SOS Children's Villages-USA EduCare Progra

SOS Children's Villages-USA EduCare Progra

An education program geared towards reducing the school drop out rate for youths in Ethiopia has received a $1.6 million dollar boost to help keep it going.

SOS Children’s Villages, the world’s largest organization dedicated to orphaned and abandoned children, announced that it received the grant from the Leona M. and Harry B. Helmsley Charitable Trust.

SOS Children’s Villages says the grant will fund EduCare, a program that provides services to raise grade-level completion rates for vulnerable children and their families in the city of Bahir Dar.

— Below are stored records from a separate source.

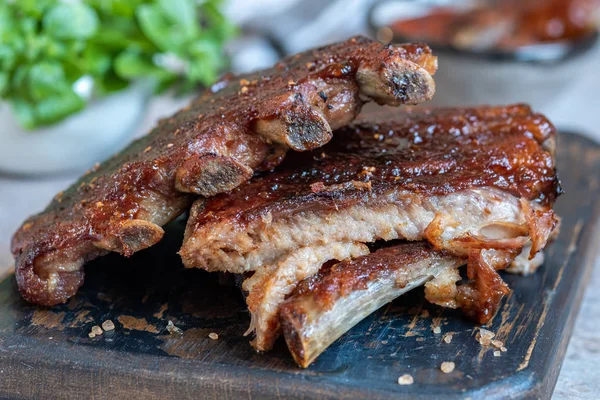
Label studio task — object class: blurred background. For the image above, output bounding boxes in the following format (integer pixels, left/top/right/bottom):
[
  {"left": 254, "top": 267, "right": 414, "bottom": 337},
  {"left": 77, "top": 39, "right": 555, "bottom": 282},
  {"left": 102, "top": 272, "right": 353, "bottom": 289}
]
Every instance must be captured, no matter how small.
[{"left": 0, "top": 0, "right": 600, "bottom": 398}]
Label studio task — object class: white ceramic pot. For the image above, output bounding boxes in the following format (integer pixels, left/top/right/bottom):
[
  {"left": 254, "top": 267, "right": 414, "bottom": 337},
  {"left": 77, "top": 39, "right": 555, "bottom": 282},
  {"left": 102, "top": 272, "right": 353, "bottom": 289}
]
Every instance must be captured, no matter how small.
[{"left": 0, "top": 83, "right": 151, "bottom": 175}]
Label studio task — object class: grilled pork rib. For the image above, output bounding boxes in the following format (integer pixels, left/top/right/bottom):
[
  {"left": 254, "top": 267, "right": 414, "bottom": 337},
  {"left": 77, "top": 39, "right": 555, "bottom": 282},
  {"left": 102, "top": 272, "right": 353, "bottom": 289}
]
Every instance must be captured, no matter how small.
[
  {"left": 12, "top": 37, "right": 437, "bottom": 305},
  {"left": 279, "top": 242, "right": 466, "bottom": 368},
  {"left": 180, "top": 105, "right": 560, "bottom": 350}
]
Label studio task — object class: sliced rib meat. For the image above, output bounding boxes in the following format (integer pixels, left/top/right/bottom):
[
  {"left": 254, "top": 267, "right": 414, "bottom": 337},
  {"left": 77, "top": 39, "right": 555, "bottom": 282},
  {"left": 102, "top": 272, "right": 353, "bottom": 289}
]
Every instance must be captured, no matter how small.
[
  {"left": 12, "top": 37, "right": 436, "bottom": 305},
  {"left": 279, "top": 242, "right": 466, "bottom": 368},
  {"left": 180, "top": 105, "right": 560, "bottom": 350}
]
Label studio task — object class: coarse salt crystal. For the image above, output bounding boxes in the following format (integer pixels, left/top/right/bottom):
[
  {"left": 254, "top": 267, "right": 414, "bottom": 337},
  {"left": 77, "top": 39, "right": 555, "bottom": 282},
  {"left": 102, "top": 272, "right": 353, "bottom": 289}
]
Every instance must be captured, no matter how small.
[
  {"left": 398, "top": 374, "right": 415, "bottom": 385},
  {"left": 440, "top": 361, "right": 456, "bottom": 374}
]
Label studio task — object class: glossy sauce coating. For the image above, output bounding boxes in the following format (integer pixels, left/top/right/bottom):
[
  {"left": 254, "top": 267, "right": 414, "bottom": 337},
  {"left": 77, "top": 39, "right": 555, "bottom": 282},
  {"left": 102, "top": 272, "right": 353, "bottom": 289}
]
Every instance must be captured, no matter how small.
[
  {"left": 193, "top": 105, "right": 561, "bottom": 227},
  {"left": 12, "top": 37, "right": 436, "bottom": 305}
]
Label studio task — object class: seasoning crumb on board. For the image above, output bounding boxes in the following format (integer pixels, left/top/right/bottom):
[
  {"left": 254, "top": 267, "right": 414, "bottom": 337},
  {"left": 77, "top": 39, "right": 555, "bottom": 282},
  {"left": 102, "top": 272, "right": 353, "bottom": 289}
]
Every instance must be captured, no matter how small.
[
  {"left": 475, "top": 328, "right": 496, "bottom": 346},
  {"left": 440, "top": 361, "right": 456, "bottom": 374},
  {"left": 92, "top": 325, "right": 103, "bottom": 336},
  {"left": 167, "top": 320, "right": 183, "bottom": 335},
  {"left": 102, "top": 319, "right": 115, "bottom": 332},
  {"left": 398, "top": 374, "right": 415, "bottom": 386}
]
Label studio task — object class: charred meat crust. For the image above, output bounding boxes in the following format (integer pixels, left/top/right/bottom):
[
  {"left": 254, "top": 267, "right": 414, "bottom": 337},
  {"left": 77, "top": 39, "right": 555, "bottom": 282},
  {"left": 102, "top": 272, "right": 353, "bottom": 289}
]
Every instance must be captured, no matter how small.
[
  {"left": 279, "top": 242, "right": 465, "bottom": 368},
  {"left": 12, "top": 37, "right": 437, "bottom": 305},
  {"left": 181, "top": 105, "right": 560, "bottom": 272}
]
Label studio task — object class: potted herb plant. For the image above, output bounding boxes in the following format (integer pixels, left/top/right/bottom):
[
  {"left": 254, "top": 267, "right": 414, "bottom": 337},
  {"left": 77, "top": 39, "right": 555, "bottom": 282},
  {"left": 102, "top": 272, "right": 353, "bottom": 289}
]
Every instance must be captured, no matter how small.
[{"left": 0, "top": 0, "right": 234, "bottom": 174}]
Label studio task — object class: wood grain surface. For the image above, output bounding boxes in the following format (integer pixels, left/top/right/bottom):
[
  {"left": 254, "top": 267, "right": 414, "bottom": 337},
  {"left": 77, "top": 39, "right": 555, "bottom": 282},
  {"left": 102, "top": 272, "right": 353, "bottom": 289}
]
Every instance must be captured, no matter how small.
[{"left": 0, "top": 134, "right": 600, "bottom": 399}]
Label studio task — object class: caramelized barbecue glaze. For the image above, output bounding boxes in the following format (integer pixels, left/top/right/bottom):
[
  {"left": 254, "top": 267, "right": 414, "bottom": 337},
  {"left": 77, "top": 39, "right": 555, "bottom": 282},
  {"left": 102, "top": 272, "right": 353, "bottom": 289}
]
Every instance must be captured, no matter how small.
[
  {"left": 185, "top": 105, "right": 561, "bottom": 323},
  {"left": 12, "top": 37, "right": 437, "bottom": 305},
  {"left": 191, "top": 104, "right": 561, "bottom": 226}
]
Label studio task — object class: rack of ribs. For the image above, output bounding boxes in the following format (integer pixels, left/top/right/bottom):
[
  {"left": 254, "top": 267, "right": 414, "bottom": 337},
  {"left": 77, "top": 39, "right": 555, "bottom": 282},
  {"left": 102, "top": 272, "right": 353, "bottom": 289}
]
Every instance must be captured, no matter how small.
[
  {"left": 12, "top": 37, "right": 437, "bottom": 305},
  {"left": 279, "top": 241, "right": 466, "bottom": 368},
  {"left": 180, "top": 105, "right": 561, "bottom": 351}
]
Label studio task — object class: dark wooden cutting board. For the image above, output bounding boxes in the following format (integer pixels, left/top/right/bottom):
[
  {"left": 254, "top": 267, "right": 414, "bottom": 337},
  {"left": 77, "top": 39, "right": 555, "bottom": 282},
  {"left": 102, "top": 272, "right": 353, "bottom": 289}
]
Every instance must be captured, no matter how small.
[{"left": 0, "top": 134, "right": 600, "bottom": 399}]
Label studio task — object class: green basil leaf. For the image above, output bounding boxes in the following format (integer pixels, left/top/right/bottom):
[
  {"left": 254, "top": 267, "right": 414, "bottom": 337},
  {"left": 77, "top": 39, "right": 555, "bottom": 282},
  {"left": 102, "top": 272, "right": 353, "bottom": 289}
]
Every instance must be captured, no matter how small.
[
  {"left": 0, "top": 44, "right": 17, "bottom": 71},
  {"left": 115, "top": 52, "right": 170, "bottom": 80},
  {"left": 158, "top": 0, "right": 200, "bottom": 37},
  {"left": 81, "top": 44, "right": 111, "bottom": 76},
  {"left": 43, "top": 3, "right": 99, "bottom": 40},
  {"left": 27, "top": 62, "right": 69, "bottom": 101},
  {"left": 136, "top": 4, "right": 172, "bottom": 51},
  {"left": 96, "top": 71, "right": 129, "bottom": 94},
  {"left": 0, "top": 72, "right": 9, "bottom": 97},
  {"left": 10, "top": 97, "right": 36, "bottom": 129}
]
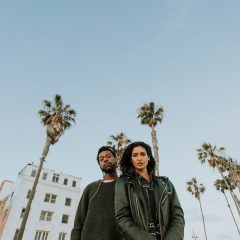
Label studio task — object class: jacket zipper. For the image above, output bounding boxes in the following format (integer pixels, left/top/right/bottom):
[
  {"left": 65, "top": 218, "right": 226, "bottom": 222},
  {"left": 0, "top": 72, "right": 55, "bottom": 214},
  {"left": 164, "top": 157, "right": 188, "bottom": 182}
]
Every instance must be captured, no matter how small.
[{"left": 158, "top": 185, "right": 167, "bottom": 239}]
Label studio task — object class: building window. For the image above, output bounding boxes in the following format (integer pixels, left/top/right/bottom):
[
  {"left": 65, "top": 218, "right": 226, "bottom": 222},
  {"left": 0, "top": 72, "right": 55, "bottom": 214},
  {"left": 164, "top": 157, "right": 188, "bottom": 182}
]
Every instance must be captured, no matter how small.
[
  {"left": 58, "top": 233, "right": 67, "bottom": 240},
  {"left": 13, "top": 229, "right": 19, "bottom": 240},
  {"left": 26, "top": 190, "right": 31, "bottom": 198},
  {"left": 65, "top": 198, "right": 72, "bottom": 206},
  {"left": 44, "top": 193, "right": 57, "bottom": 203},
  {"left": 72, "top": 181, "right": 77, "bottom": 187},
  {"left": 63, "top": 178, "right": 68, "bottom": 185},
  {"left": 52, "top": 173, "right": 59, "bottom": 182},
  {"left": 39, "top": 211, "right": 53, "bottom": 222},
  {"left": 62, "top": 214, "right": 69, "bottom": 223},
  {"left": 20, "top": 208, "right": 26, "bottom": 218},
  {"left": 42, "top": 172, "right": 47, "bottom": 180},
  {"left": 34, "top": 230, "right": 49, "bottom": 240},
  {"left": 31, "top": 170, "right": 37, "bottom": 177}
]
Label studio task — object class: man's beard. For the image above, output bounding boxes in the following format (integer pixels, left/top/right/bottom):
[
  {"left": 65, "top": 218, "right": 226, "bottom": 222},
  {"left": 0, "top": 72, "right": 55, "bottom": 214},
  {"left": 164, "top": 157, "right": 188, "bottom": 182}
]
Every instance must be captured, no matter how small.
[{"left": 101, "top": 164, "right": 117, "bottom": 174}]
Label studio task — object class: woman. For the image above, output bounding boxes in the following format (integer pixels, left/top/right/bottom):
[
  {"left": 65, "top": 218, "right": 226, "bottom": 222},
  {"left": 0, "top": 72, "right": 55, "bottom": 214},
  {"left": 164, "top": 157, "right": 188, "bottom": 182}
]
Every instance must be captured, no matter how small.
[{"left": 115, "top": 142, "right": 184, "bottom": 240}]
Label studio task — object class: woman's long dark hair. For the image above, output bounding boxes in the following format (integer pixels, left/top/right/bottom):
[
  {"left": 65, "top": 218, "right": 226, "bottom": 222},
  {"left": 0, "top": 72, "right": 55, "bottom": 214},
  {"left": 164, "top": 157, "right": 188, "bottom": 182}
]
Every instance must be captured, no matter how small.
[{"left": 119, "top": 142, "right": 155, "bottom": 174}]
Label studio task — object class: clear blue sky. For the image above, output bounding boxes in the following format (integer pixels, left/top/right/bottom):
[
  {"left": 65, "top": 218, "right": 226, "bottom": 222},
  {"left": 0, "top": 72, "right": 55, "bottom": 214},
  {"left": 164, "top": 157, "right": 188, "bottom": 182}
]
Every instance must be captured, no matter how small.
[{"left": 0, "top": 0, "right": 240, "bottom": 240}]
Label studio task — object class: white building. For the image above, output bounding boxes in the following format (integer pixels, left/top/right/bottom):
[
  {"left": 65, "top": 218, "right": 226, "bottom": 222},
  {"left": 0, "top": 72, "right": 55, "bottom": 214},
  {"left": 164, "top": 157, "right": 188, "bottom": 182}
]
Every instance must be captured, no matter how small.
[{"left": 0, "top": 164, "right": 81, "bottom": 240}]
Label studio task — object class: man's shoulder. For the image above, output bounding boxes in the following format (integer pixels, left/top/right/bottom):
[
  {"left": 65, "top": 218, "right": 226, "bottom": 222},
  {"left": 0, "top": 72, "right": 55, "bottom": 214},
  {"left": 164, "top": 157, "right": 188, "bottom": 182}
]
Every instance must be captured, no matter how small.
[{"left": 85, "top": 180, "right": 102, "bottom": 190}]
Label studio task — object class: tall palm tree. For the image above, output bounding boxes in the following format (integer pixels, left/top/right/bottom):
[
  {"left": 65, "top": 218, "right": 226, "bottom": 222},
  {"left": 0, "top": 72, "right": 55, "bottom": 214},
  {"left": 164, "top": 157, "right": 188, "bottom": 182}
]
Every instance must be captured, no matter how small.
[
  {"left": 197, "top": 143, "right": 240, "bottom": 215},
  {"left": 214, "top": 177, "right": 240, "bottom": 235},
  {"left": 107, "top": 132, "right": 131, "bottom": 164},
  {"left": 137, "top": 102, "right": 164, "bottom": 176},
  {"left": 187, "top": 177, "right": 207, "bottom": 240},
  {"left": 17, "top": 95, "right": 76, "bottom": 240}
]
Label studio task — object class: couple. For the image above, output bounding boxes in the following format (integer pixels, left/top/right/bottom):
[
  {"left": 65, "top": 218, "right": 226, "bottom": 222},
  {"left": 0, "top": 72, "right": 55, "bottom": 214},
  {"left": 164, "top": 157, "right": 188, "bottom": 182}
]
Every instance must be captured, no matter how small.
[{"left": 71, "top": 142, "right": 184, "bottom": 240}]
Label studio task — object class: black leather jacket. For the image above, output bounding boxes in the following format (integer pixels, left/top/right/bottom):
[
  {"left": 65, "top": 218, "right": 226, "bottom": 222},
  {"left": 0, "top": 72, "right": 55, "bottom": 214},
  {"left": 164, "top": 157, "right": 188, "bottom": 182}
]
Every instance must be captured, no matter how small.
[{"left": 115, "top": 174, "right": 185, "bottom": 240}]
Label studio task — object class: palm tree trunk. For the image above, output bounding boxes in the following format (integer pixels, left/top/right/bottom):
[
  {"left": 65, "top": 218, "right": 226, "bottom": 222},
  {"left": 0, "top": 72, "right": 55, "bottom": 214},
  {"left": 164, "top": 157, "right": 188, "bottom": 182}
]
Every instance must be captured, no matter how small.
[
  {"left": 151, "top": 126, "right": 159, "bottom": 176},
  {"left": 198, "top": 198, "right": 207, "bottom": 240},
  {"left": 17, "top": 137, "right": 52, "bottom": 240},
  {"left": 223, "top": 191, "right": 240, "bottom": 235},
  {"left": 217, "top": 166, "right": 240, "bottom": 215}
]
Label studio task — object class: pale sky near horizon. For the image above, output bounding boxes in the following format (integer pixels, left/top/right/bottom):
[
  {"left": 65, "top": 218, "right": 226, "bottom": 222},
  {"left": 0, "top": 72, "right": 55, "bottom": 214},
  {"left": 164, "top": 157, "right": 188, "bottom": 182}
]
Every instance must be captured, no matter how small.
[{"left": 0, "top": 0, "right": 240, "bottom": 240}]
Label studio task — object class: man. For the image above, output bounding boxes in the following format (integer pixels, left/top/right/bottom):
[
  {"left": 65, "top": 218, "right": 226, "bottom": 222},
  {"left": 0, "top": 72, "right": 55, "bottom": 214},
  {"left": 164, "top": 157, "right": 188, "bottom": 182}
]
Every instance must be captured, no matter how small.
[{"left": 71, "top": 146, "right": 121, "bottom": 240}]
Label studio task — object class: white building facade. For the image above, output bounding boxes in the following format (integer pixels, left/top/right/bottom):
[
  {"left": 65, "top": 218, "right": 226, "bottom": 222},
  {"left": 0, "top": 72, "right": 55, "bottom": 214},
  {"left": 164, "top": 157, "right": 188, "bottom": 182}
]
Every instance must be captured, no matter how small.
[{"left": 0, "top": 164, "right": 81, "bottom": 240}]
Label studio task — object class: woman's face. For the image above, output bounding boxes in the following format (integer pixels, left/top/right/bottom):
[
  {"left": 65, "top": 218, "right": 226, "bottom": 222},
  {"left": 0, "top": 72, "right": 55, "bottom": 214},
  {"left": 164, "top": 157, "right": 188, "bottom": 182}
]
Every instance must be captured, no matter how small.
[{"left": 131, "top": 146, "right": 149, "bottom": 172}]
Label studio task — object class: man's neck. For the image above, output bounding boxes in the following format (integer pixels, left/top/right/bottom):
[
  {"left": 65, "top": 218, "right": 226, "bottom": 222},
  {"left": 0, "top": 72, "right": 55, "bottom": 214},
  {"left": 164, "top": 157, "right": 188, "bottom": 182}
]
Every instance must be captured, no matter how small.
[{"left": 103, "top": 172, "right": 118, "bottom": 181}]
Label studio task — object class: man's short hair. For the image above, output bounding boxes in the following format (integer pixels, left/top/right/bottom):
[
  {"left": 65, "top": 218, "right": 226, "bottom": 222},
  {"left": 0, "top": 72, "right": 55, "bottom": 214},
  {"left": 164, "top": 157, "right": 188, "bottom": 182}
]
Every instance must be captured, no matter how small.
[{"left": 97, "top": 146, "right": 116, "bottom": 162}]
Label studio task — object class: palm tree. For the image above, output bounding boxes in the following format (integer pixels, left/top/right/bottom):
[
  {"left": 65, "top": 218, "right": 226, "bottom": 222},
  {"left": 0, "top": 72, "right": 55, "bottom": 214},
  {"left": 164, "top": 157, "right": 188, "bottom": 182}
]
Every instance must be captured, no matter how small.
[
  {"left": 187, "top": 177, "right": 207, "bottom": 240},
  {"left": 107, "top": 132, "right": 131, "bottom": 164},
  {"left": 214, "top": 177, "right": 240, "bottom": 234},
  {"left": 137, "top": 102, "right": 164, "bottom": 176},
  {"left": 197, "top": 143, "right": 240, "bottom": 215},
  {"left": 17, "top": 95, "right": 76, "bottom": 240}
]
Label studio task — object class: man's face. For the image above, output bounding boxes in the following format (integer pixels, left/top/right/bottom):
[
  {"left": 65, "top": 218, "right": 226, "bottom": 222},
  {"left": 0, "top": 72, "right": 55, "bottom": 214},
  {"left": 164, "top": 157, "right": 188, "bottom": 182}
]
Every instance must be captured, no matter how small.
[{"left": 98, "top": 150, "right": 116, "bottom": 173}]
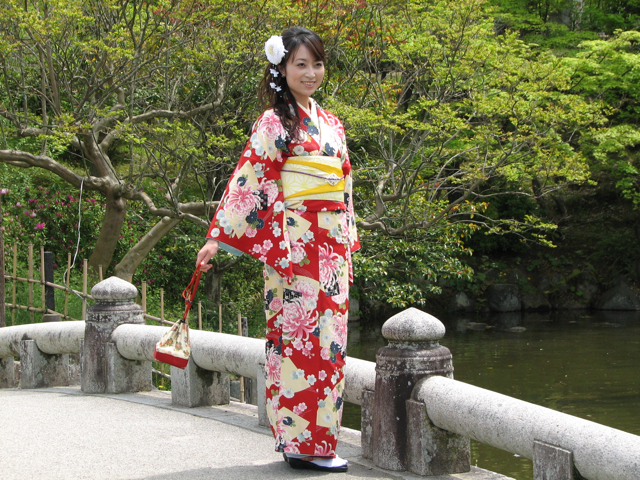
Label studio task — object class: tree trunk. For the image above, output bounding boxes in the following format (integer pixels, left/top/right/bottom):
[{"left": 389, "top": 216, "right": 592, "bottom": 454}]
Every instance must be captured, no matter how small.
[
  {"left": 89, "top": 191, "right": 127, "bottom": 278},
  {"left": 113, "top": 217, "right": 180, "bottom": 280},
  {"left": 0, "top": 193, "right": 7, "bottom": 327}
]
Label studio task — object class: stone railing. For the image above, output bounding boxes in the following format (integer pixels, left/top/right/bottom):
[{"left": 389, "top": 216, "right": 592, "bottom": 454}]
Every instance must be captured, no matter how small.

“Children in Ethiopia, as well as their families are still experiencing a large amount of poverty,” says Lynn Croneberger, chief executive officer of SOS Children’s Villages USA. “And when families are put in stressful situations, a lot of times the older children need to quit school and go to work and support their families,” she said.

The result is a large population of sibling or youth heads of households who take care of families.

“The families of vulnerable children and youth often times live in such extreme poverty that paying for school, uniforms and supplies is a luxury they cannot afford,” said Sahlemariam Abebe, national director of SOS Children’s Villages - Ethiopia.

Education instead of Exploitation

This financial strain forces children to forgo schooling in order to work and financially help their families,” said Sahlemariam. “Child labor – at its worst – can lead to prostitution and other forms of exploitation.”

Croneberger hopes their EduCare program will provide more resources to children at risk of dropping out of school as well as their parents and the community, so the children can stay in school.

SOS Children’s Villages USA says Educare targets a thousand boys and girls, an estimated 400 caregivers and four partner schools. The funds will provide a stipend, and money for school supplies and food.

Most of the youths are between 13 and 16 years of age “so they’ve hopefully been through early education,” said Croneberger. “But now is the real risky time when they’re being looked at to provide an income for their families.”

Community schools will also receive support.

“A lot of these schools are also struggling so they don’t have a lot of money for the materials that they need for homework, for making it easier for kids to be able to study,” said Croneberger. “So we’ll be supporting the schools themselves as well. That obviously will benefit the community and be a resource for the community.”